Although the most recent numbers in Ohio show a slight decline in the infant mortality rate over the past few years, we still remain 23 percent higher than the national average, currently ranking 47th in the nation, according to the Department of Health. There can be a number of factors that can put children at risk, including preterm birth. While there is not one grand solution that will overcome the problem, it is important that we get to work toward finding ways to fix it.

This week, a newly created bipartisan panel called the Commission on Infant Mortality met for the first time in order to begin addressing the problem. It consists, in part, of a Republican and Democrat member from both the House and Senate, top health officials at both the state and local levels, and some appointees who work for community-based programs that serve pregnant women and new mothers. Representative Stephanie Kunze, of Hilliard, and Senator Shannon Jones, of Springboro, are the co-chairs of the commission.

From a state government standpoint, the commission will be taking a closer look at all of the state services that could be available to help counteract this problem, as well as how those services are funded and their effectiveness.

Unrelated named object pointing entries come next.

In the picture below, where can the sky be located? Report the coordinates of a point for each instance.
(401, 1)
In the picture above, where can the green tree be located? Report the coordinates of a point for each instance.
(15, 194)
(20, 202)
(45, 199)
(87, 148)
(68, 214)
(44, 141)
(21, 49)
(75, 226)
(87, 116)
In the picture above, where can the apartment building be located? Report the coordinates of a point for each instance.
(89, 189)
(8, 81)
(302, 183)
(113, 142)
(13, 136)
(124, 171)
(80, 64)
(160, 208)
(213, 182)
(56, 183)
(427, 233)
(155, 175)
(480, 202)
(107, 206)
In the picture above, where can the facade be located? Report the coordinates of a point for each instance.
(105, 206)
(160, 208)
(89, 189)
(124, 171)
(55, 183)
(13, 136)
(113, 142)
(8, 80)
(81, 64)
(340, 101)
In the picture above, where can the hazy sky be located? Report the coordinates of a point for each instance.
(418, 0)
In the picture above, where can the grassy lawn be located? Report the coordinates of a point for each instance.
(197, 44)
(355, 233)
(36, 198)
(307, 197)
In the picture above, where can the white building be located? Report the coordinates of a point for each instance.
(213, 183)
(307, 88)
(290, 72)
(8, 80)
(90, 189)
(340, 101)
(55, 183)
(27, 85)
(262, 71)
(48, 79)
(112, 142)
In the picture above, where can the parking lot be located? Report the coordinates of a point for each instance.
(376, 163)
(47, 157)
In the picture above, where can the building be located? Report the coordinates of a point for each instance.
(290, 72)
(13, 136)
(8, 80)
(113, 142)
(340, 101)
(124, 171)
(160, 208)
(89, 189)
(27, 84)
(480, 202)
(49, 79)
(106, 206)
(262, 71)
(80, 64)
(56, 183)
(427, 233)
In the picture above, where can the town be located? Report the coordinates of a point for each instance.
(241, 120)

It will also be looking at the problem at a county-by-county level to see what local programs are working and to determine what more can be done in high-rate areas.

This effort builds off of the progress we made in the recently passed state operating budget to identify areas in the state with the highest infant mortality rates and to prioritize resources to those areas. More work remains, but I believe we are taking necessary steps to address the issue that frankly impacts too many Ohio families. Bringing so many different perspectives to the table, in my opinion, improves our abilities to find a comprehensive solution that considers all sides of the problem.